E. Other issues in archiving large data sets with journals, in University repositories or in funded public archives
There was some general discussion about the appropriate ‘horizon’ after which unpublished data should be released into the public domain, Marian Szebenyi thinking that 3 or even 5 years could be considered too short for data of high potential value. Frances Bernstein remarked that PDB release embargo periods used to be longer than is now the case, and had been lowered in accordance with community wishes. JRH emphasised that the DDDWG was not seeking to mandate a specific horizon, but that active discussion within the community (or communities) should take place to establish a timescale that represented a reasonable consensus. It was also pointed out that (unlike in space science, where a rocket launch marked a specific ‘time zero’) there might be difficulties in establishing the starting point from which an embargo period should properly be reckoned.
HJB revisited the idea of data ‘triage’ to reduce the volume of accumulated data. For some detectors there was natural triage, in that data frames were already discarded at source or stored using lossy compression. While he did approve of the general idea of retaining as much data as possible that was associated with published structures, he did argue for a strategy that tried to retain some lossy version of other data that would otherwise be completely discarded.
F Commission Reports
While the DDDWG was keen to encourage progress by Commissions in defining experimental raw data metadata, there was as yet no coordinated way to achieve this. Patrick Mercier (PM) noted that the Commission on Inorganic and Mineral Structures was aware of the requirement and wished to proceed, but needed help in starting. JRH suggested that the XAFS and SAS articles published in recent years in Acta, together with the forthcoming Acta D special articles, would form a useful reference and starting point. SG emphasised that the Crystallography Open Database would be happy to help where possible.

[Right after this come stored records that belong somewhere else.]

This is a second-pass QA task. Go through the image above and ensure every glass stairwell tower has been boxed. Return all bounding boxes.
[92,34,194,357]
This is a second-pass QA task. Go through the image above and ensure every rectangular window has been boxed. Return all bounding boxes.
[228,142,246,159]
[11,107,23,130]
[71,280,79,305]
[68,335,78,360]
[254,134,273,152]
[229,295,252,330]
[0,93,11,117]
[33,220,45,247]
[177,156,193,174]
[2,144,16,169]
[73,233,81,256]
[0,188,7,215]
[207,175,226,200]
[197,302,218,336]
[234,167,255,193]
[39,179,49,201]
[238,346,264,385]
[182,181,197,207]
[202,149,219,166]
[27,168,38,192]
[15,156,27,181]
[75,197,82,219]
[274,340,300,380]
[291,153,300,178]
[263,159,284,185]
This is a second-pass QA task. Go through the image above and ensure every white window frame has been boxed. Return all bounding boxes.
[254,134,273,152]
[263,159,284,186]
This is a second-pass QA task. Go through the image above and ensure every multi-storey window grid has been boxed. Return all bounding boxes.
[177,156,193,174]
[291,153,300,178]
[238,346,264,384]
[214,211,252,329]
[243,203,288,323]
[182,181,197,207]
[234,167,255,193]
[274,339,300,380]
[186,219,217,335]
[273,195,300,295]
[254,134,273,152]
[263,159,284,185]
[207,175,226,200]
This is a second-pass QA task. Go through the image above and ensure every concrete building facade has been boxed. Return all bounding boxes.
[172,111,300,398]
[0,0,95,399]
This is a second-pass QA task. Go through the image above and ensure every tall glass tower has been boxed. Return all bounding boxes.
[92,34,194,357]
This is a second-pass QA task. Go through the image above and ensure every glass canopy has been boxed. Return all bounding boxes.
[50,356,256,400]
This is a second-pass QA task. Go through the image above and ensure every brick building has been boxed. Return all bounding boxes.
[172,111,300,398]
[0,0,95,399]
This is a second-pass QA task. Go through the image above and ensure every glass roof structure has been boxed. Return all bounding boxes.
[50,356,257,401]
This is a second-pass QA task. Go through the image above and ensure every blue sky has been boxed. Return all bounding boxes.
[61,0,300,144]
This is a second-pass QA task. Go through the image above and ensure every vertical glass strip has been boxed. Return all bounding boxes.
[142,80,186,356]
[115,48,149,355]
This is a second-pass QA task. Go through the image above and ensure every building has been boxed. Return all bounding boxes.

* Action: PM to consult with his Commission colleagues to confirm if they now have enough details to proceed. [Post meeting note: Dr Simon Coles of Southampton University, UK could be approached by PM as a Commission consultant on such matters.]
G Next triennium
A complete work plan for the next triennium would depend on feedback from the Executive Committee to the Working Group report presented at this Congress. In anticipation of a renewed mandate, an application for IUCr funding had been submitted, to support a one-day workshop at the ECM meeting in Rovinj in August 2015. The DDDWG itself has presented the IUCr Executive Committee with a set of summary points for why it should continue (see Appendix below).
John R. Helliwell
To the IUCr Executive Secretary August 10th 2014
The DDDWG wishes to commend to the EC that the activities of the DDDWG should continue in the next Triennium and we unanimously offer our reasons below.
Prof John R Helliwell DSc
> We offer the following good reasons to continue:-
> 1. The raw data archiving and correct metadata logging may take longer than we initially
> imagined to get ingrained as community best practice and thereby we would be on hand
> as a DDDWG to push further where and when needed.
> 2. Increasingly the DDDWG is recognised as an established and experienced group for
> crystallographers, as well as central X-ray and neutron facilities, and the IUCr Executive
> Committee and its Commissions to consult on raw data archiving policy as well as technical matters.
> 3. Technical opportunities for raw data archiving are still evolving and we are better placed
> as a group rather than as individuals to follow what is happening.
> The above said we may need to add new specialists to the DDDWG. The most obvious is
> to have someone on board that represents those scientists that take many years to prepare
> experiments notably of difficult samples and who would be properly alert to mandates like
> "privileged access to measured data can be for a limited period before open access to those
> data by others would be required".
> There may be other specialists that the EC would like to suggest.